One civil servant examined the weekly reports of the Special Branch, the police unit which works with Britain’s security services to combat extremism and subversion at home, for examples of anti-Semitism.

He listed six instances dating back over the previous six months. They included stickers plastered on doors and windows of businesses in the heavily Jewish area of Shoreditch in the East End which featured two Jews and the words: “Britannia rules the waves — yeth, but we rule Britannia”; a fascist publication; a far-right pamphlet which blamed Jews for anti-Semitism; and anti-Semitic graffiti such as “Down with the filthy Jews” and “burn the Jews” in parts of London, Manchester and Hove, a seaside town in southeast England with a large Jewish population.

“You will agree that there is nothing in all this to suggest anything in the nature of organised activity, at any rate on an important scale,” the official wrote. The colleague to whom his memo was passed wrote dismissively on it: “I did not think that Mrs. Corbett Ashby’s account showed signs of careful consideration.”

The file indicates politicians sometimes lent the community a more sympathetic ear than their civil servants.

Winston Churchill’s first Minister of Information, Duff Cooper, lent the community a sympathetic ear. (Public domain)

Bracken’s predecessor, Duff Cooper, supported a Jewish homeland in Palestine and had resigned from prime minister Neville Chamberlain’s cabinet in protest of the 1938 Munich Agreement which appeased Hitler’s aggression towards Czechoslovakia. In early 1941, Anthony de Rothschild, who had founded the Central British Fund for German Jewry to assist the Nazis’ first victims, wrote to him laying out the UK community’s anxieties.

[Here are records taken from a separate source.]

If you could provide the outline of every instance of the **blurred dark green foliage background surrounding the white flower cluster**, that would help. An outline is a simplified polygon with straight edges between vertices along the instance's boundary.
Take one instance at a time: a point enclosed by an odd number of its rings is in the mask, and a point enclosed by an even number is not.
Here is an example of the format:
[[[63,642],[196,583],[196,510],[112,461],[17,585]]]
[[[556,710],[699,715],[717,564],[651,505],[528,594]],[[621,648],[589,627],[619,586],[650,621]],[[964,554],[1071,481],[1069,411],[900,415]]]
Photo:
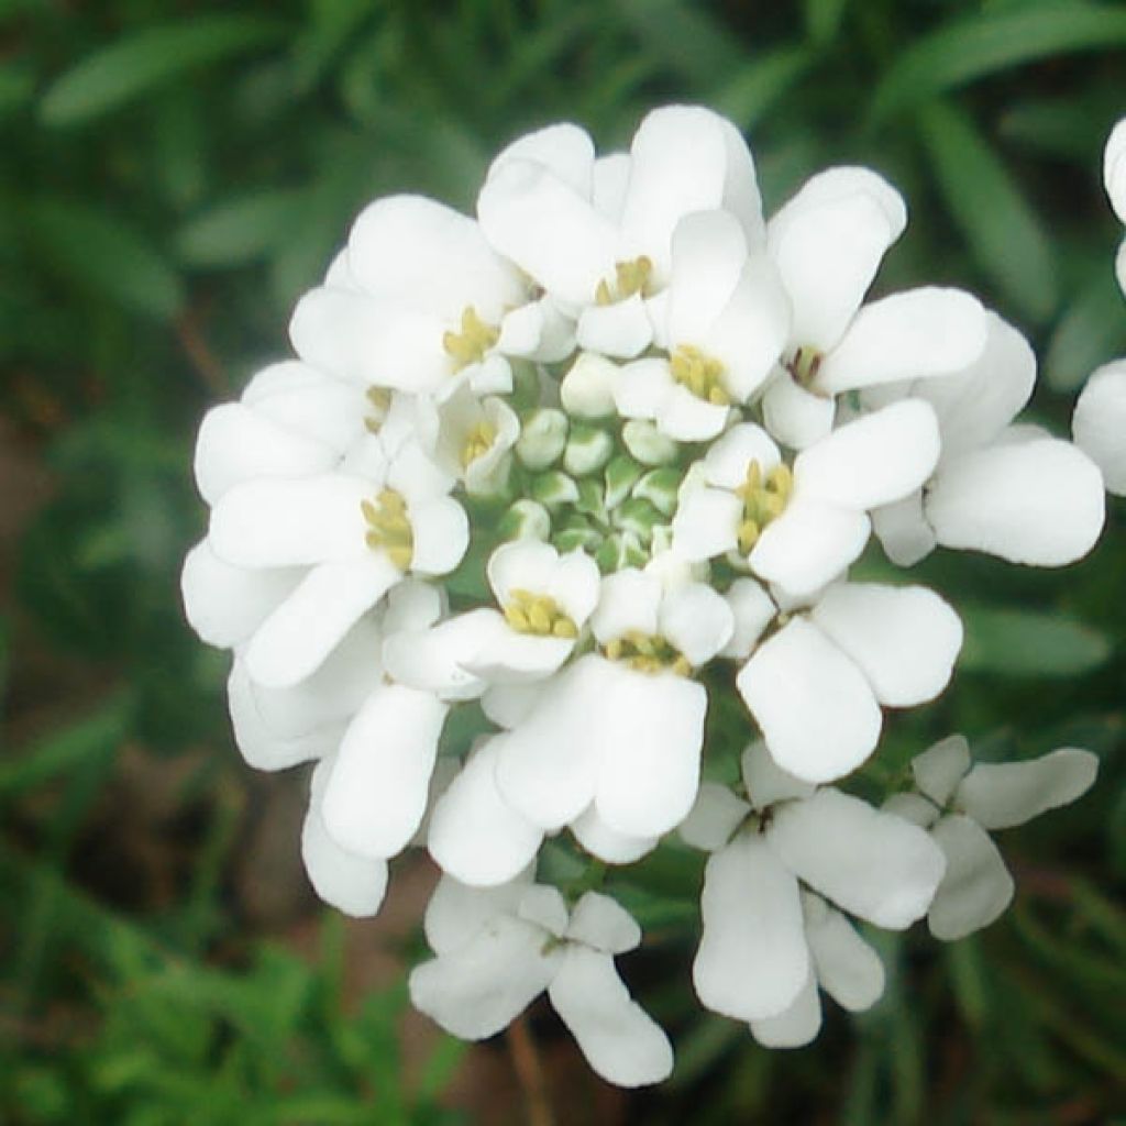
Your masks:
[[[0,506],[14,560],[0,575],[0,1119],[472,1120],[439,1109],[450,1042],[403,1079],[402,989],[342,995],[339,922],[306,956],[277,922],[248,924],[232,873],[257,784],[227,733],[224,661],[189,635],[177,593],[202,530],[199,414],[285,351],[288,307],[366,200],[410,190],[472,208],[489,154],[525,128],[570,118],[620,145],[647,107],[692,100],[748,131],[771,207],[829,163],[887,175],[912,222],[881,287],[967,285],[1022,324],[1044,358],[1035,413],[1060,430],[1085,375],[1126,352],[1099,178],[1126,111],[1126,5],[5,0],[0,28],[15,466]],[[38,474],[44,495],[25,506]],[[948,949],[885,941],[874,1011],[769,1054],[690,1004],[699,866],[659,851],[611,886],[653,929],[633,973],[679,1062],[622,1120],[1123,1111],[1123,517],[1112,507],[1105,543],[1063,574],[949,555],[920,572],[964,611],[965,661],[942,700],[890,723],[869,781],[951,730],[985,756],[1071,742],[1102,757],[1078,807],[1007,834],[1011,915]],[[713,723],[742,738],[736,713]],[[137,815],[145,789],[122,797],[137,756],[175,781],[159,823]],[[123,864],[126,830],[155,875]],[[572,859],[551,863],[565,875]],[[313,909],[298,895],[295,910]]]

“There is an impression that there has been of recent weeks a growth of anti-Semitism in the country and there is some reason for supposing that it may not be unconnected with enemy propaganda, although this is hard, of course, to establish,” de Rothschild argued.

“Representatives of the Jewish community in London have considered the matter and are naturally perturbed from their own point of view, but it also seems to them that developments on this line help the enemy and damage the war effort,” he wrote.

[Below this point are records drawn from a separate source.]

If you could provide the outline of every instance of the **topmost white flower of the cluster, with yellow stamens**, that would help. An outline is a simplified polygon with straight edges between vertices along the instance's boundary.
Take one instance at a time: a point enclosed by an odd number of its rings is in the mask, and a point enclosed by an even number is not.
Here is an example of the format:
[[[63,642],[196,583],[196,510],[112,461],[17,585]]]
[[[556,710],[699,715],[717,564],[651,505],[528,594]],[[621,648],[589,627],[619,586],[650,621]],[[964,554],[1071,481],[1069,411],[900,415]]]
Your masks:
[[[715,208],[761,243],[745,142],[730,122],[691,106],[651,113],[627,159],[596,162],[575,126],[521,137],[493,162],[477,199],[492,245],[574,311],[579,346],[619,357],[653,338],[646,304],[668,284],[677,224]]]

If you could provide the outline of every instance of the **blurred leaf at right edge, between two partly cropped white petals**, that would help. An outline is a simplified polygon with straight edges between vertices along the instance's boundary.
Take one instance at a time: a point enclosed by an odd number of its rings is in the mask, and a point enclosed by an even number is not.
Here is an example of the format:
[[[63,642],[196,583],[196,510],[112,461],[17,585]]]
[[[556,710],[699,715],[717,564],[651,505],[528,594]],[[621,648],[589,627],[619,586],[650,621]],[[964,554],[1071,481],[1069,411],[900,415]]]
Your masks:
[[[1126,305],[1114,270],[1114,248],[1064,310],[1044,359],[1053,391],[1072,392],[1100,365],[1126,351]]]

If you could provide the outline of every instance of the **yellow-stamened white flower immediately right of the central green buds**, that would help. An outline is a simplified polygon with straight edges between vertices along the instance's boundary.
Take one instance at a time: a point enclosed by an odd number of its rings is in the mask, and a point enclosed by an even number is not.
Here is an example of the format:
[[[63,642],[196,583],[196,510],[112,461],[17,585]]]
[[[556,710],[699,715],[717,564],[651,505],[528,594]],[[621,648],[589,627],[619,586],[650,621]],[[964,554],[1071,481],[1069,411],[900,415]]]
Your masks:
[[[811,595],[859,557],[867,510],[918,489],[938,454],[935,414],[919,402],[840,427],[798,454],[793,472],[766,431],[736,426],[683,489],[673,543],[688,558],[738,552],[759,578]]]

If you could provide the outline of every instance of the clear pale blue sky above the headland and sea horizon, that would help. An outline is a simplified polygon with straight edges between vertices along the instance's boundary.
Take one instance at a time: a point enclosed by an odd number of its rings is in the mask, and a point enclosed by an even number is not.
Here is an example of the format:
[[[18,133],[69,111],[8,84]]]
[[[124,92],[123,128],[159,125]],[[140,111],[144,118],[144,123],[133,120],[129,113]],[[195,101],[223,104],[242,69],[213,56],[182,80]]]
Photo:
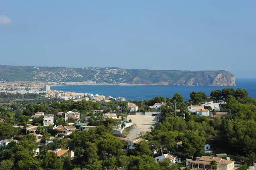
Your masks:
[[[0,0],[0,64],[256,78],[255,0]]]

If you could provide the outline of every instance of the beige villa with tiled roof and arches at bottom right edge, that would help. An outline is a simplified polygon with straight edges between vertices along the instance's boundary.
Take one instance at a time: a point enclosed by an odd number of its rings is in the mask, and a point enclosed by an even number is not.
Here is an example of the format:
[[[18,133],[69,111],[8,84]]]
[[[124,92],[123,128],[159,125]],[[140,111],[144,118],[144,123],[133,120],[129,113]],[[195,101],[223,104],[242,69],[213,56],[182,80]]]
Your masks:
[[[196,164],[198,168],[211,169],[211,161],[216,161],[218,164],[217,170],[233,170],[235,167],[235,161],[230,161],[219,157],[201,156],[195,159],[195,161],[186,159],[186,166],[192,168],[193,165]]]

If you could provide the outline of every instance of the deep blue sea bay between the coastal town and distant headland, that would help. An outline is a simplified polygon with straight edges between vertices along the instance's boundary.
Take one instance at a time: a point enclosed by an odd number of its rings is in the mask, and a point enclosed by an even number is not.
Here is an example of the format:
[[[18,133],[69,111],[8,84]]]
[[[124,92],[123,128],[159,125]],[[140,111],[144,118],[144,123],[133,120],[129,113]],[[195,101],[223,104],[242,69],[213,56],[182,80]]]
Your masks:
[[[155,86],[155,85],[69,85],[69,86],[51,86],[51,90],[62,90],[68,92],[92,93],[93,95],[105,95],[125,97],[126,100],[148,100],[156,96],[172,98],[178,92],[185,100],[189,100],[189,94],[193,91],[205,92],[209,95],[212,90],[223,88],[242,88],[246,89],[250,97],[256,97],[256,79],[236,79],[236,86]]]

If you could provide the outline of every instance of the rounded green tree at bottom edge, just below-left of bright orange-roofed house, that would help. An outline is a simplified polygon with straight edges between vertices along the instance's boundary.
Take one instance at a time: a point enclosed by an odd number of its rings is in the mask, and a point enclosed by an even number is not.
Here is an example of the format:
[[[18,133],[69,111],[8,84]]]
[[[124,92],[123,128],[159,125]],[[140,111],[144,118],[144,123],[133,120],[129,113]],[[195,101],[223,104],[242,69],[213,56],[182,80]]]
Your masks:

He proposed a radio broadcast labeling anti-Semitism as a threat to Britain.

Cooper’s response was warm. “My dear Tony,” he began, “I shall be very pleased to have a talk with you about the important matter.” Four months later, however, Churchill moved him to another government post.

As The Times notes, “the depths of the horrors uncovered by the liberators” in 1945 meant that “anti-Semitism became taboo.” However, the paper added, “there was a price to pay for the British authorities’ tolerance of anti-Semitism” during the war. It cited the anti-Jewish rioting which occurred in 1947 in the UK after the Irgun hanged two British sergeants in mandate-era Palestine in retaliation for the execution of three of its members.

Although nobody was killed, the violence — which was worst in Liverpool and Manchester in northwest England and the Scottish city of Glasgow — shocked many. Even the newspapers which had sensationalized the British soldiers’ murder swiftly called for calm, branding the weekend’s disturbances “a national disgrace.”

Moreover, while events in Palestine had been the immediate cause, the link between wartime anti-Semitism and its thankfully brief violent post-war manifestation was a clear one. Britain was already struggling under the weight of the cost of the war and reconstruction, with austerity imposed by the government and rationing and controls still largely in place. In 1947, these difficulties were compounded by a sharp economic downturn and rising unemployment.

Jews, historian Tony Kushner has suggested, became a scapegoat, being seen as “black marketeers gaining from the war but not contributing to the effort.”

While the Ministry of Information had closed its doors the previous year, the anti-Semitic myths it failed to tackle during the war lingered on.